'||''''|..|''||   .|'''.|  .|'''.|        '||                      
 ||  . .|'    ||  ||..  '  ||..  '   ...   ||  ...   ... ..... ... 
 ||''| ||      ||  ''|||.   ''|||. .|  '|. ||.|  '|.|| ||  '|.  |  
 ||    '|.     ||.     '||.     '||||   || ||||   || |''    '|.|   
.||.    ''|...|' |'....|' |'....|'  '|..|'.||.'|..|''||||.   '|    
                                                   .|....'.. |     
                                                           ''     
Copyright (C) 2008 Hewlett-Packard Development Company, L.P.

About
=====
FOSSology is a framework for software analysis, both source and binary.
It uses a repository for unpacking and storing the uploads, "agents" 
to analyze the uploaded files, and a Postgres database to store and display
the results. Also included is a license agent for scanning source code for
potential license texts.

Introduction
============
This document is designed to help you get FOSSology installed and ready
to use. It's intended audience is the system administrator who wants to
quickly get a local install up and running, or a distribution developer 
looking to create packages.

For extended discussion on how to use or tune the software, please see
the User Documentation, available on the website, in the doc/ directory
of the source, or the doc/ directory on an installed system (directory
may vary depending on where you install it).

Preparing your system
=====================
*** Disk space ***
FOSSology stores uploaded data in a filesystem repository.  As you
upload and analyze packages via FOSSology, the repository can grow very
large.  The default location for a single system repository is
/srv/fossology/repository/ however this can be adjusted by the system
administrator to another location if desired.

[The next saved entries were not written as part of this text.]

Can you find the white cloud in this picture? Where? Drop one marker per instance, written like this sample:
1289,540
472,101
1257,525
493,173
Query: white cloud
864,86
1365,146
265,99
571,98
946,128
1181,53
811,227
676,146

It is recommended that the area you choose to keep the repository in,
be a separate mount point with at least 4x the size of the unpacked
data you intend to scan.  For a small system intended to just scan a
few small personal projects this might mean gigabytes, but for systems
intended for scanning large collections of software including Linux
distributions, this probably means hundreds of gigabytes to terabytes.
If you are using multiple hosts to store the repository, it is best to
spread the repository data evenly across the hosts.  See the User Guide
for more information about using multiple hosts.

*** Dependencies ***
FOSSology uses lots of different existing tools and software and
expects to find it on the system, and also depends on certain system
users existing, and other adjustments to the system config.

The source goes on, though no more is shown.